In the section Renaissance Art DOI10.18688/aa166-5-39
Year 2016 Volume 6 Pages 378386
Type of article RAR Index UDK 7.035.450.5 Index BBK 85.1

The Medici Chapel (or the New Sacristy) of the Church of San Lorenzo in Florence (1520–1534) is one of the greatest masterpieces of Michelangelo Buonarroti (1475–1564) and the whole Renaissance. At the same time, it is one of the most enigmatic and polysemantic works of that epoch. The abundance of the concepts of “decoding” the New Sacristy’s imagery proposed by the previous researchers does not exhaust the depth of its content and leaves us space for new interpretations.The article focuses on the analysis of the semantic structure of the Medici Chapel. During the reconstruction of Michelangelo’s intent, the author has examined the architectural, sculptural, and pictorial elements, both implemented or not, from which the ensemble of the Medici Chapel had been drawn. Michelangelo’s masterpiece is usually considered in connection with the views of Plato, Dante, and Savonarola. The author proposes a new look at the range of ideas. The concept of the chapel, according to the author, is mainly determined by the idea of the Last Judgment.

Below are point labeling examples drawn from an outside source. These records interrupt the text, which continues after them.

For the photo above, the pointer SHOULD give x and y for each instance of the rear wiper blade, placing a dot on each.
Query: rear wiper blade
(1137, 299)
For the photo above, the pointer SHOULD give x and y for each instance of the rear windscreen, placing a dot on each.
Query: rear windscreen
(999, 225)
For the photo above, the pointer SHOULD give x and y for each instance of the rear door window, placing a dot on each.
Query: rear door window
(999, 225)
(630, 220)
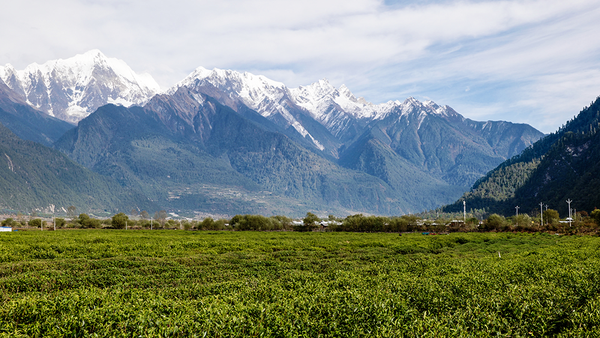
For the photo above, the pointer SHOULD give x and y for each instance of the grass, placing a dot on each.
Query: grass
(288, 284)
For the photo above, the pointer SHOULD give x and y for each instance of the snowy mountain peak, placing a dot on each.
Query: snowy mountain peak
(72, 88)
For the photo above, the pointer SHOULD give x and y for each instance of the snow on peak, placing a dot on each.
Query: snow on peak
(73, 88)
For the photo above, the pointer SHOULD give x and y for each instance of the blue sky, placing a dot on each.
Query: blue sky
(528, 61)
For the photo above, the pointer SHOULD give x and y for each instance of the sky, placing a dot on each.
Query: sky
(524, 61)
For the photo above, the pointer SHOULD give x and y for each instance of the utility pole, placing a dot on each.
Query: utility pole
(570, 219)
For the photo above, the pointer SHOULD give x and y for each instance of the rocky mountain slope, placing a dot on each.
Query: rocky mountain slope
(328, 120)
(187, 151)
(73, 88)
(563, 165)
(27, 122)
(35, 177)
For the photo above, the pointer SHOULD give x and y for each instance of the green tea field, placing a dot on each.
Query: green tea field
(118, 283)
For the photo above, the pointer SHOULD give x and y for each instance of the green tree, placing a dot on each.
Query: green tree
(119, 221)
(310, 221)
(551, 216)
(161, 217)
(60, 222)
(595, 215)
(37, 222)
(8, 222)
(495, 222)
(71, 212)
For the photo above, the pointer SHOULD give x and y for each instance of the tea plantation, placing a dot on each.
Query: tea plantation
(113, 283)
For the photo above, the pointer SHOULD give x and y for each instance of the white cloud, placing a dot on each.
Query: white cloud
(379, 51)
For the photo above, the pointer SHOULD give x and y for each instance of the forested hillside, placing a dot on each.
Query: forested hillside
(34, 177)
(563, 165)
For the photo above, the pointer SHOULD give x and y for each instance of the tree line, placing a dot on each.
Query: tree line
(549, 221)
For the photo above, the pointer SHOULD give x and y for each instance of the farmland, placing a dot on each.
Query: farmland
(290, 284)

In the new interpretation of the ensemble, a crucial role is played by the sculptures of four Times of Day. The master reinterpreted the cyclical nature of these images linking them to Apocalypse of John the Evangelist (Revelation, 10: 6). It has been concluded that the concept of the imagery of the Medici Chapel embodied three conceptual complexes: Platonic dualism, Dante’s three-part structure of the underworld, and the idea of posthumous retribution in its most complete form — the Last Judgment.

Reference Maksim Kostyria. The Medici Chapel: A Semantic Aspect.. Actual Problems of Theory and History of Art: Collection of articles. Vol. 6. Eds: Anna V. Zakharova, Svetlana V. Maltseva, Ekaterina Yu. Stanyukovich-Denisova. St. Petersburg, NP-Print Publ., 2016, pp. 378–386. ISSN 2312-2129.